Indeed men of every social status usually chased nearly any money-making opportunity. (Including, if necessary, the perhaps not exactly “decent.” We know more about “well-born” men because they wrote down much more about their lives than those who were not as “well-born.” The latter were likely then poorly literate or even barely literate, as well as, well, literally almost ALWAYS working, doing heavy manual work that did not provide them with much leisure time to sit at a desk and bemoan their place in the world in writings.) They had little choice but to do so because unless you were employed directedly by the State, governments – which were miniscule in size compared to our massive ones today – collected taxes, sure, but provided little to citizens in return.
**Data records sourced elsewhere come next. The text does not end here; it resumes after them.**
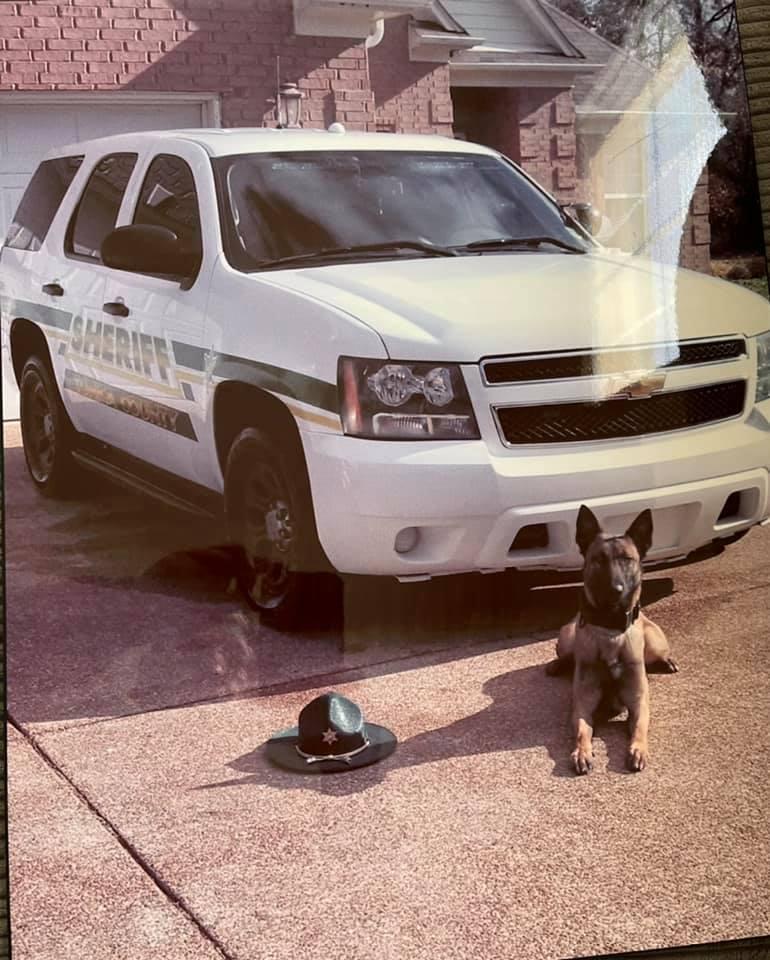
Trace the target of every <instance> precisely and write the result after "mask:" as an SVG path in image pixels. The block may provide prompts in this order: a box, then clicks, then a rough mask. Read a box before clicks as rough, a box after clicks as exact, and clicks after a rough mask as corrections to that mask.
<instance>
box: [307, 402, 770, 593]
mask: <svg viewBox="0 0 770 960" xmlns="http://www.w3.org/2000/svg"><path fill="white" fill-rule="evenodd" d="M761 406H762V410H761V411H760V409H759V408H755V409H754V410H753V411H752V413H751V414H750V415H749V417H748V418H747V419H745V420H741V421H732V422H729V423H725V424H715V425H713V426H709V427H704V428H701V429H698V430H693V431H682V432H679V433H672V434H666V435H660V436H657V437H646V438H644V439H643V440H642V439H637V440H629V441H622V442H606V443H591V444H583V445H580V446H577V445H569V446H560V447H558V448H555V447H553V446H550V445H549V447H548V449H543V448H538V449H535V448H532V447H530V448H528V449H527V450H526V451H525V450H524V449H520V450H517V451H515V452H514V451H506V452H505V453H502V454H500V453H496V452H492V451H491V450H490V449H489V447H488V446H487V444H486V443H485V442H484V441H483V440H481V441H471V442H457V441H453V442H447V443H409V442H404V443H402V442H383V441H371V440H357V439H354V438H351V437H344V436H340V435H334V434H323V433H306V434H304V435H303V442H304V446H305V454H306V459H307V464H308V472H309V476H310V483H311V489H312V492H313V501H314V508H315V513H316V524H317V528H318V534H319V537H320V540H321V544H322V546H323V548H324V550H325V552H326V555H327V557H328V559H329V561H330V562H331V564H332V565H333V566H334V567H335V568H336V569H337V570H338V571H339V572H341V573H349V574H369V575H382V576H396V577H406V578H410V577H425V576H438V575H444V574H452V573H464V572H470V571H484V572H487V571H495V570H504V569H506V568H510V567H516V568H520V569H534V570H538V569H539V570H577V569H580V567H581V566H582V559H581V557H580V554H579V552H578V550H577V547H576V545H575V541H574V536H575V518H576V516H577V511H578V509H579V507H580V505H581V504H583V503H585V504H586V505H587V506H589V507H590V508H591V509H592V510H593V511H594V513H595V514H596V515H597V517H598V518H599V519H600V521H601V522H602V523H603V524H604V525H605V528H606V529H607V530H608V531H610V532H614V533H622V532H623V531H624V530H625V529H626V527H627V526H628V525H629V524H630V522H631V521H632V520H633V519H634V517H635V516H636V515H637V514H638V513H639V512H640V511H641V510H643V509H645V508H647V507H649V508H650V509H651V510H652V512H653V523H654V538H653V546H652V549H651V550H650V553H649V554H648V558H647V562H648V563H650V564H655V563H662V562H666V561H673V560H676V559H679V558H681V557H684V556H685V555H687V554H689V553H691V552H692V551H694V550H697V549H699V548H701V547H703V546H705V545H706V544H709V543H711V542H712V541H713V540H715V539H719V538H727V537H731V536H733V535H734V534H736V533H738V532H739V531H741V530H745V529H748V528H749V527H751V526H753V525H754V524H756V523H758V522H760V521H761V520H762V519H763V518H765V517H767V516H769V515H770V493H769V489H770V479H769V478H770V403H767V402H766V403H764V404H762V405H761ZM731 495H734V496H732V497H731ZM728 498H730V499H729V501H728ZM726 507H727V509H725V508H726ZM540 524H545V525H546V527H547V532H548V542H547V544H546V545H545V546H539V547H537V546H536V547H533V548H529V549H512V545H513V541H514V539H515V538H516V535H517V533H519V531H520V530H521V529H522V528H524V527H527V526H532V525H540ZM410 527H414V528H417V530H418V537H417V542H416V543H415V545H414V546H413V547H412V549H410V550H409V551H408V552H405V553H399V552H397V550H396V548H395V543H396V537H397V535H398V534H399V532H400V531H402V530H404V529H406V528H410ZM541 532H542V529H541Z"/></svg>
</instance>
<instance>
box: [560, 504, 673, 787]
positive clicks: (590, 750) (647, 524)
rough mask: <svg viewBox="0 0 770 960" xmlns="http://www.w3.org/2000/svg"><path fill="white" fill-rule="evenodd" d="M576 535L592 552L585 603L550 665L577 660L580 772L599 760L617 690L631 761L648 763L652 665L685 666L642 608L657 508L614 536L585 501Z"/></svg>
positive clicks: (573, 710) (584, 772) (573, 754)
mask: <svg viewBox="0 0 770 960" xmlns="http://www.w3.org/2000/svg"><path fill="white" fill-rule="evenodd" d="M575 540H576V542H577V545H578V547H579V548H580V552H581V554H582V555H583V558H584V566H583V592H582V595H581V598H580V606H579V610H578V613H577V615H576V616H575V618H574V619H573V620H571V621H570V622H569V623H568V624H566V625H565V626H563V627H562V628H561V630H560V631H559V639H558V642H557V644H556V656H557V659H556V660H554V661H552V662H551V663H550V664H548V667H547V668H546V669H547V671H548V673H550V674H556V673H561V672H563V671H564V670H565V669H569V667H570V666H572V665H574V674H573V693H572V720H573V725H574V731H575V740H576V742H575V749H574V751H573V753H572V762H573V764H574V767H575V771H576V772H577V773H579V774H585V773H588V772H589V770H590V769H591V767H592V766H593V753H592V749H591V738H592V736H593V722H594V714H595V713H596V712H597V709H598V707H599V705H600V703H605V704H606V703H607V702H608V699H607V698H608V696H610V697H612V698H613V700H614V703H613V708H614V712H617V711H618V710H619V709H620V705H622V706H625V707H627V708H628V732H629V745H628V754H627V766H628V768H629V770H633V771H639V770H643V769H644V767H645V766H646V764H647V760H648V758H649V747H648V744H647V731H648V728H649V724H650V693H649V686H648V683H647V666H650V665H652V664H655V665H657V666H658V667H659V668H660V669H662V670H663V672H666V673H675V672H676V671H677V669H678V667H677V665H676V663H675V662H674V661H673V660H672V658H671V651H670V649H669V644H668V640H667V639H666V636H665V634H664V633H663V631H662V630H661V629H660V627H659V626H657V624H655V623H653V622H652V620H649V619H648V618H647V617H646V616H645V615H644V614H643V613H642V611H641V609H640V597H641V593H642V560H643V559H644V557H645V555H646V553H647V551H648V550H649V549H650V546H651V544H652V513H651V512H650V511H649V510H644V511H643V512H642V513H640V514H639V516H638V517H637V518H636V520H634V522H633V523H632V524H631V526H630V527H629V528H628V530H626V532H625V534H623V536H620V537H613V536H610V535H609V534H606V533H604V531H603V530H602V528H601V526H600V525H599V521H598V520H597V519H596V517H595V516H594V515H593V513H592V512H591V511H590V510H589V509H588V507H586V506H582V507H581V508H580V511H579V513H578V518H577V532H576V536H575ZM610 702H611V701H610Z"/></svg>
There was certainly no such thing as unemployment insurance or other social protections if you “failed.” Even a “gentleman” who could not “provide” for his wife and family was, frankly, also not considered a “real man”; and as we also read in Austen’s novels (and in many others), naturally women wanted to marry – certainly, their parents did – men who would “provide” for them financially. (In that sexist world, “well-to-do” women did not – really, legally could not – work either.)

We tend to be dazzled by the gentility portrayed of the Georgian and Regency eras, and that is perhaps understandable as that “gentility” did to degrees actually of course exist. Ours is a far more informal and “in your face” social world. In terms most of us now can appreciate well, men and women today tend to be far more open with and even “involved” with each other pre-marriage than they were able to be “209” years ago. (Remember, there was also no such thing as reliable birth control in that era.)

[Actor Emma de Bermingham, pausing for an on set selfie while filming the coming series on Marie Antoinette being made for Canal Plus and the BBC, on Instagram.]

The far more clearly defined gender roles obviously also have an appeal to many modern readers and viewers…

[From War and Peace, 2007, on Instagram.]

Screen adaptations of the era from about 1760-1820 now seem inexhaustible. We just seem more and more enthralled by it. (That appeal has unfortunately also attracted parody such as especially, uh, Bridgerton – which I believe is not very good even as parody. I discussed that awful program in-depth back in 2020 here.) The overriding reason I believe the era is intriguing to us is because it has enough that is familiar to us, while it is still “different” enough to make it fascinating as a peek back at our “great-great-great-great-great-grandparents’” mindsets that are in many ways “alien” to us today.

You as the man were told that as the man you had to “provide,” and to do so you usually needed to be seen by other men as worthy of their respect. A “laughing stock” or a man considered “weak” could see far fewer money-making opportunities come his way. So when you wanted to make sure your wife and your children could eat and had a roof over their heads and even were secure after your (likely, by our standards, early) death, you would have been VERY touchy about your “honor” in the public sphere.

There is no doubt that as men do today those men of that era loved their wives and adored their children even if they saw the world vastly differently than do we. I have said more than once on here that as a historian I do not like “arguing with dead people” given they cannot answer us back. In this case, we did not live those “gentlemen’s” lives, so it is easy to condemn many of their behaviors when seen through the lens of our 2022… until maybe we truly look much more closely as to WHY they often behaved as they did.

Anyway, back to 2022. Hope you are having a good weekend, wherever you are. 🙂


UPDATE: This came through about the post above from WordPress. I think this is a record for me:

[From WordPress.]

This is what happens when you no longer have a novel to write… and you are staying in for a week because the Mrs. was “positive.”

I will take a few days now and give you a rest. LOL!

Because a little while ago the Mrs. also just had her first “negative” Covid test since last Monday – after three “positives.”